I’ve mentioned COVID and herd immunity a few times. Dr. Craig Spencer, writing for Elemental, explains what it is, and corrects some misconceptions. What he wrote about:
* Herd immunity will significantly slow the virus when we get to somewhere between 60-90% of the population vaccinated. But we don’t know the exact number.
* Every vaccine shot slows the virus. People aren’t vulnerable at 79% and safe at 80%.
* Herd immunity does not mean the virus is gone, merely slowed enough we can resume a lot of activities.
* We can reach herd immunity even if we don’t get 100% vaccinated, though at the current rate of refusal, we may not reach herd immunity.
I’ve been hearing Republicans getting upset about critical race theory, Clawson reported they are trying to ban teaching it in several states.
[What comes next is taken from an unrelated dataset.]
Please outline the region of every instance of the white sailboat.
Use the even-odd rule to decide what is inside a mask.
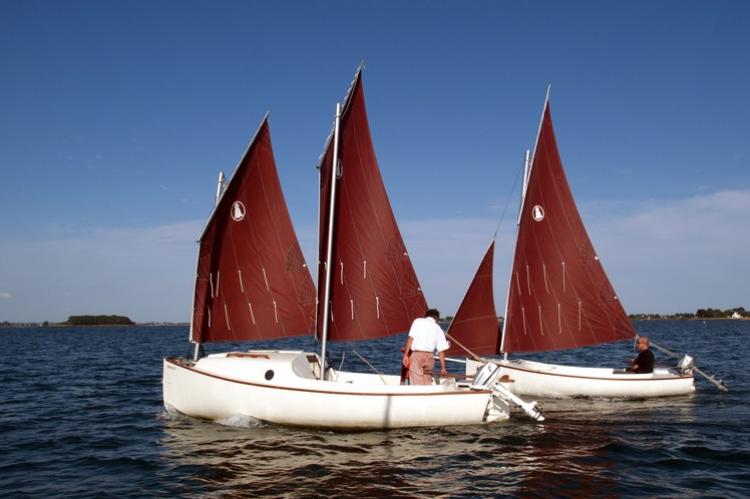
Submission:
[[[543,420],[534,404],[498,381],[492,363],[480,366],[475,377],[425,386],[401,385],[398,375],[328,367],[327,340],[402,333],[426,309],[375,158],[361,70],[343,107],[337,106],[319,169],[322,286],[316,300],[263,121],[200,239],[190,333],[196,355],[164,359],[165,406],[210,420],[240,415],[331,429],[491,423],[508,419],[511,404]],[[197,354],[203,342],[313,329],[320,356],[269,350]]]
[[[483,286],[492,286],[491,279]],[[490,294],[485,290],[484,294]],[[468,297],[467,297],[468,298]],[[466,300],[465,300],[466,301]],[[462,303],[462,308],[465,303]],[[467,304],[467,319],[494,314],[489,305]],[[463,314],[461,310],[457,313]],[[533,158],[524,172],[518,234],[509,280],[499,349],[491,351],[497,323],[464,327],[449,334],[460,343],[484,345],[476,355],[503,354],[501,372],[512,390],[534,397],[658,397],[692,393],[689,358],[675,367],[635,374],[623,368],[546,364],[509,354],[565,350],[612,341],[632,341],[637,333],[607,278],[570,191],[557,149],[549,93]],[[484,337],[479,340],[474,337]],[[472,339],[474,338],[474,339]],[[467,369],[474,366],[469,361]]]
I’m glad Clawson included a definition.
The words “critical race theory” are being used as a fancy-sounding replacement for the lesson these Republicans really want to prohibit: that racism is real and that it’s structural and systemic.
Critical race theory is an intellectual movement that holds, broadly speaking (and with many strains of thought within it), that, as Richard Delgado and Jean Stefancic explain in the introduction to Critical Race Theory: An Introduction, racism is “the usual way society does business, the common, everyday experience of most people of color in this country”; that “large segments of society have little incentive to eradicate it”; that race itself is socially constructed; that “the dominant society racializes different minority groups at different times, in response to shifting needs such as the labor market”; that “no person has a single, easily stated, unitary identity” (an idea often discussed as intersectionality); and that people of color know things about their own experiences that white people should listen to.
In the face of continuing disproportionate police violence against Black people and other people of color, and a pandemic that has disproportionately killed Black and Latino people, and economic inequality that has been exacerbated by the economic effects of the pandemic, Republican state legislators are insisting that the law should force teachers to teach essentially that racism ended after slavery, or maaaybe after something having to do with a watered-down account of segregation and Dr. Martin Luther King Jr.
...
Again and again, we see that what Republicans are taking aim at isn’t actually critical race theory as its scholars and practitioners frame it. They’re just mad that kids might learn racism did not magically disappear the moment Dr. King said he had a dream. They’re terrified kids might grow up believing things need to change in U.S. society and law. And in their anger and terror, they’re trying to ban the teaching of actual facts from the schools, and use it as a rallying cry not just the Republican base but for “color-blind” nice white liberals. If we can’t think critically about U.S. history and U.S. laws and structures of power, we can never move forward. That’s what this push against “critical race theory”—which is hardly even about the reality of critical race theory—is all about.
Kerry Eleveld of Kos discussed the results of a recent ABC News/Ipsos poll:
So overall 60% of Americans say the president is either executing the right amount of bipartisanship or too much of it.
This is helpful data for a White House now gauging how long it should spend trying to woo intransigent GOP lawmakers into cutting a deal on the historic investment President Biden wants to make in America's future. Fortunately, Minority Leader Mitch McConnell has already driven a stake through the heart of those negotiations. Now Americans are telling Biden, We get it—it's the Republicans.